Come dove e quanto costa

Per la richiesta di alcuni tipi (pdf 18 Kb) di permesso di soggiorno è possibile recarsi:

  • ai Comuni che offrono questo servizio
  • ai Patronati
  • allo Sportello Unico per l'immigrazione istituito in tutte le prefetture italiane.
  • alle Poste, compilando il modulo del Kit

Per tutti gli altri permessi (pdf 17 Kb) è competente esclusivamente la Questura

Quanto costa richiedere il permesso di soggiorno.
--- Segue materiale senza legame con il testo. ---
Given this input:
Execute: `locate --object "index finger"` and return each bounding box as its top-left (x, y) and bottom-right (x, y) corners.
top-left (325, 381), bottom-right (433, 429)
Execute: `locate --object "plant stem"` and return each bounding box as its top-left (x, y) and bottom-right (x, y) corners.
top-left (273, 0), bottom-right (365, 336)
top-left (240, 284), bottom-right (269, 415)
I costi della procedura possono così riassumersi:

  • € 16,00 per la marca da bollo in contrassegno telematico che va applicata sul modulo compilato;
  • € 30,00 per le spese postali da pagare al momento della spedizionedell'assicurata, contenente l'istanza;
  • € 27,50 quale costo del permesso elettronico se si richiede un permesso di soggiorno per più di 90 giorni
  • da € 80,00 a € 200,00 quale contributo per il rilascio del permesso di soggiorno (la cifra varia in base alla durata del titolo di soggiorno).Le modalità di pagamento del contributo per il rilascio del permesso elettronico sono state stabilite con decreto 6 ottobre 2011 del Ministero delle Finanze di concerto con il Ministero dell'Interno. Leggi la circolare esplicativa

Il Kit delle Poste.

Alle Poste può essere ritirato il Kit che contiene una busta (con striscia gialla), due moduli e le istruzioni.

La compilazione del primo modulo è obbligatoria. Il secondo modulo va compilato solo da chi ha un reddito o richiede un permesso per lavoro.
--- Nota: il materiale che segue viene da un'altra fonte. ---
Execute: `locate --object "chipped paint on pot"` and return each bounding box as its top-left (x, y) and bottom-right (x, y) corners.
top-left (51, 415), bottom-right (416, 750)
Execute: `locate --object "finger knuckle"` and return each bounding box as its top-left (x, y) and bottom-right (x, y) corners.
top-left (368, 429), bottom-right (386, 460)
Se il permesso di soggiorno è richiesto anche per i familiari bisogna spedire una busta e un modulo compilato per ciascuno di loro (tranne per i figli minori di 14 anni).
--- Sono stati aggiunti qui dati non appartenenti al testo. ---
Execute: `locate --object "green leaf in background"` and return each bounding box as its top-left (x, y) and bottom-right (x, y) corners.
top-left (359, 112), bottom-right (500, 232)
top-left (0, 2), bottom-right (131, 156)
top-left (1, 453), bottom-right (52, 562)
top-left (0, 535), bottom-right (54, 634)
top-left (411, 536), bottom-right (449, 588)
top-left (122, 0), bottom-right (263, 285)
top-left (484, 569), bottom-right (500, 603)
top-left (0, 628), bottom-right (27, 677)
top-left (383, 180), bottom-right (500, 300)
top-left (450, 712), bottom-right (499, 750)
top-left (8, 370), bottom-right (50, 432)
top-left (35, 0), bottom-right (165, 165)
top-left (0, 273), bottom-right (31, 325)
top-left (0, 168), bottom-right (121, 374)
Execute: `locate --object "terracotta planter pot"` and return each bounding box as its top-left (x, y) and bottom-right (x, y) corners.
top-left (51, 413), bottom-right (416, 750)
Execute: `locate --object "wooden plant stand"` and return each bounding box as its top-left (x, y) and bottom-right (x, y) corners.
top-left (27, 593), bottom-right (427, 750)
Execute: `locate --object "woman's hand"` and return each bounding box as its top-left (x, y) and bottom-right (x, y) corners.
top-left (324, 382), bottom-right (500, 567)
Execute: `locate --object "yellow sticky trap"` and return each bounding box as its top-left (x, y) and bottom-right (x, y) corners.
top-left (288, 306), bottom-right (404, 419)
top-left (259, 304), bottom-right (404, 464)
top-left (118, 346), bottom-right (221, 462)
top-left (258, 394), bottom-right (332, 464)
Una volta compilata la domanda, è possibile consegnarla solo presso uno degli uffici postali dotati di Sportello amico.

Gli stranieri entrati con un visto per ricongiungimento familiare o lavoro subordinato, devono andare, per la compilazione, allo Sportello unico per l'immigrazione, istituito presso la Prefettura - Ufficio Territoriale del Governo (come da circolare del 7 dicembre 2006) in ogni provincia italiana. In questo caso un impiegato compilerà la richiesta di permesso di soggiorno e la consegnerà allo straniero che la spedirà per posta.

Per chi non ha il kit.

Chi non ha il kit può compilare la domanda di rilascio o di rinnovo gratuitamente anche presso i Patronati e i Comuni dove il servizio è presente. Anche in questi uffici, l'impiegato riempirà il modulo che poi lo straniero dovrà spedire per posta con una raccomandata.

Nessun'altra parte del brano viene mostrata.